Part of the ongoing Verse Quick Reference project.
Gen 15:13 Then the LORD said to Abram, “Know for certain that your offspring will be sojourners in a land that is not theirs and will be servants there, and they will be afflicted for four hundred years.
Gen 15:13 Then the LORD said to Abram, “Know for certain that your offspring will be sojourners in a land that is not theirs and will be servants there, and they will be afflicted for four hundred years.
Genesis 15:13 reads as if God is foretelling the future. God tells Abraham both that his offspring will be oppressed and adds a timeframe. If this is just a general foretelling of the future, it serves as evidence that God has omniscience of future events (especially if firm time frames are used).
In Genesis 15:13, God explains to Abram (Abraham) that his decedents will be “afflicted” for 400 years. The context of this is Abraham wondering how God will prove to him that he will have decedents as numerous as the stars. In the text, God has Abraham gather animals for sacrifice, and then Abraham passes out and goes into this vision.
This vision is possibly meant to calm Abraham’s fears that his lineage would be cut off. God’s assures that both Abraham’s decedents will be alive for 400 years and under foreign rule for this same timeframe. These facts seem to be presented to alleviate Abraham’s fears.
God could be offering Egypt (or another foreign nation) as protection of Abraham’s family, as Abraham’s decedents multiply. That might be the purpose of this prophecy. This is in fact what happens, as Israel multiplies at so fast a rate that a future Pharaoh attempts to cull their newborns.
If this is the case, then the foretelling of the future is actually a prophecy that God fulfills in order to bread Israel into a mighty nation.

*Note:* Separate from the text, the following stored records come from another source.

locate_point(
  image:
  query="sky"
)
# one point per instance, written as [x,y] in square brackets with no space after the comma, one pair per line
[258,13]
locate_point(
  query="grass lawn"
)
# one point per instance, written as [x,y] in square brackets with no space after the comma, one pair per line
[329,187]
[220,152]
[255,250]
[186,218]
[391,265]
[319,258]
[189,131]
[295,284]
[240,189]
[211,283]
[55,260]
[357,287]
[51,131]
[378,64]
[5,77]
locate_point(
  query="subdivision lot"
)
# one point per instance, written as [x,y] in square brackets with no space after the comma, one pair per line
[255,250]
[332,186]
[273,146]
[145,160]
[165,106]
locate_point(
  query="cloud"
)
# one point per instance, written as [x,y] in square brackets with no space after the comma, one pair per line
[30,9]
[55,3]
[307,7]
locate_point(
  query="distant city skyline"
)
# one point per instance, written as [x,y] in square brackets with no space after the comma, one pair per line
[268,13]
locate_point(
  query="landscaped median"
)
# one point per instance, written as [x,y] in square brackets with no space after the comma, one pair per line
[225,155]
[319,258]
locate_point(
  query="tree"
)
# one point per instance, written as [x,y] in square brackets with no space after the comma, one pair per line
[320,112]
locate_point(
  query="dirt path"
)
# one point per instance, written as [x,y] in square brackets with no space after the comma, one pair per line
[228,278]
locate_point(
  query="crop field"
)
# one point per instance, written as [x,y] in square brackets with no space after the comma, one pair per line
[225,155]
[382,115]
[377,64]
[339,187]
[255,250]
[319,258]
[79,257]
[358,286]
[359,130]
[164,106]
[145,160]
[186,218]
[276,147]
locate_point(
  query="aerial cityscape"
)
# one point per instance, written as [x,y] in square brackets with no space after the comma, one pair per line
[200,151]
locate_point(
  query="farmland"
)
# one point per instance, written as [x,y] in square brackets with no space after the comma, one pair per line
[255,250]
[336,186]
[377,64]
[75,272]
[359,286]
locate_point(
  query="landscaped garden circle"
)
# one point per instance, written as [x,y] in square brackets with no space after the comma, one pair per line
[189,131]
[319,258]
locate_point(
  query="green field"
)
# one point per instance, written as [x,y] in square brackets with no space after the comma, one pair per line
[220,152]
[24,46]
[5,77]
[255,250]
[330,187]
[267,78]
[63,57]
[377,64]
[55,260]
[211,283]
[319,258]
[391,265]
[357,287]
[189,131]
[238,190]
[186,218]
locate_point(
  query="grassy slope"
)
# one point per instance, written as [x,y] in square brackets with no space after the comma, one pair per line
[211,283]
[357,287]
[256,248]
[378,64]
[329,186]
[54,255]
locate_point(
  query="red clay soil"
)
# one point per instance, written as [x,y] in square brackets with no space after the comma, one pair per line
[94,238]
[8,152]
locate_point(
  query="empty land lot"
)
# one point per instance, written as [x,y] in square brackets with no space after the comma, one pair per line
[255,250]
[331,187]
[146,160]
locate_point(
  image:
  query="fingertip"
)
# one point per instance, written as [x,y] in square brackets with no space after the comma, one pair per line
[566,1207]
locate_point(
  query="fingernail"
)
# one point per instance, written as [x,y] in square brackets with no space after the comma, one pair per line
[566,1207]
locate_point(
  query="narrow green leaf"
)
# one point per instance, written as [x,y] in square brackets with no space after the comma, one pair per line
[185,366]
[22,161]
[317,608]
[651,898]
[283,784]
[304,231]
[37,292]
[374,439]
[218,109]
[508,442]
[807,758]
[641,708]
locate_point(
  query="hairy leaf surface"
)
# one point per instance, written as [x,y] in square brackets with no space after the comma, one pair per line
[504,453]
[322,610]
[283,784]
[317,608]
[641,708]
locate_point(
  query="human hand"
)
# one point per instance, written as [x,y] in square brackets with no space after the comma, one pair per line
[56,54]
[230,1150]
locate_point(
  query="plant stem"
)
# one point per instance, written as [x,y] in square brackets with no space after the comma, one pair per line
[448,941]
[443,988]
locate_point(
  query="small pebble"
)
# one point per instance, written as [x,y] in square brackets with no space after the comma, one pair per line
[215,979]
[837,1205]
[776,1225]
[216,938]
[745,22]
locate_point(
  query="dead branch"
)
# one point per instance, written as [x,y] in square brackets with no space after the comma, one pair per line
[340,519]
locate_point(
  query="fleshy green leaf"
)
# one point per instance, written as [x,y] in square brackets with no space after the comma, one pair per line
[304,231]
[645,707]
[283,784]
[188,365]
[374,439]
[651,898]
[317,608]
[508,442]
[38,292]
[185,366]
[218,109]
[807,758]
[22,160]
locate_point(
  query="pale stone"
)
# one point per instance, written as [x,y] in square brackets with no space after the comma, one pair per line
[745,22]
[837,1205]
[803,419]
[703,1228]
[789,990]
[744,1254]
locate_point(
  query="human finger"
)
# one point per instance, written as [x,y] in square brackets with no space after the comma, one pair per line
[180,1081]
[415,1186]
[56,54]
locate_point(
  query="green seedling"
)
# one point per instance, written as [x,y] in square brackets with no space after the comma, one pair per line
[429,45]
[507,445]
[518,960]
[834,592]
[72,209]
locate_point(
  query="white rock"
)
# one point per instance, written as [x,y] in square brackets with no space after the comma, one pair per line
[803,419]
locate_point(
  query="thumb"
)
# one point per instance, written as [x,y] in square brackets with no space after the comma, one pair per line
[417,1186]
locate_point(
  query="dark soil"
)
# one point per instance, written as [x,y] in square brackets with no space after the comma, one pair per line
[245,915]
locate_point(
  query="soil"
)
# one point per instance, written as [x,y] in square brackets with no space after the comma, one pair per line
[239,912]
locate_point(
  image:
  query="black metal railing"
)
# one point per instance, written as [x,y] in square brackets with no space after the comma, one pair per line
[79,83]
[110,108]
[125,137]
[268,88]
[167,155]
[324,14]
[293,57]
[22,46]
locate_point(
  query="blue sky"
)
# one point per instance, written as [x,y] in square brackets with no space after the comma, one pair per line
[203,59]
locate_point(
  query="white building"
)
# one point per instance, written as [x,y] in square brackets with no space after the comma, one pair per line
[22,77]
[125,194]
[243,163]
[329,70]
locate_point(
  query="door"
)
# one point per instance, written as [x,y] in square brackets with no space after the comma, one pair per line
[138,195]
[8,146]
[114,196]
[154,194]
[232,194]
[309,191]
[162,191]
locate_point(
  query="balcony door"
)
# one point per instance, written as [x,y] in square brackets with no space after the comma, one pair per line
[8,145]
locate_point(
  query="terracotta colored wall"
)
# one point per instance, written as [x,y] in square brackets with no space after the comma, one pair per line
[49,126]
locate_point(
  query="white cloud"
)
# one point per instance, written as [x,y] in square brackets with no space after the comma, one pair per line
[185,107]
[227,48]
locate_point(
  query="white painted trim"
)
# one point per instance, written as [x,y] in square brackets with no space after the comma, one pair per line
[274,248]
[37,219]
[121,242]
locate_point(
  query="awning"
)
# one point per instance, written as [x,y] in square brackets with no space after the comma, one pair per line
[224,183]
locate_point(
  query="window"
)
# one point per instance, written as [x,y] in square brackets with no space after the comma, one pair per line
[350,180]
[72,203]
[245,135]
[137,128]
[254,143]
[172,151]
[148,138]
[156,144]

God would be able to do this through His own power. If true, Genesis 15:13 is God promising protection rather than just telling visions of future events.
A few items of note. First, Israel is never “afflicted” for 400 years. The oppression described in Exodus 1 only starts within the generation in which Moses is born. Israel, then, only suffers about 80 years of slavery and oppression. Second, Exodus puts the timeframe in Egypt at 430 years (Exo 12:40). Each of these facts mean that the “prophecy” in Genesis 15:13 only came true in a loose sense. It is not as much a vision of the future, as a general prediction of the future. This prophecy is “fulfilled” in the sense that it generally was accurate, but a vision of the future would be expected to better predict the details.
This being the case, Genesis 15:13 is not good evidence that God has omniscience of future events.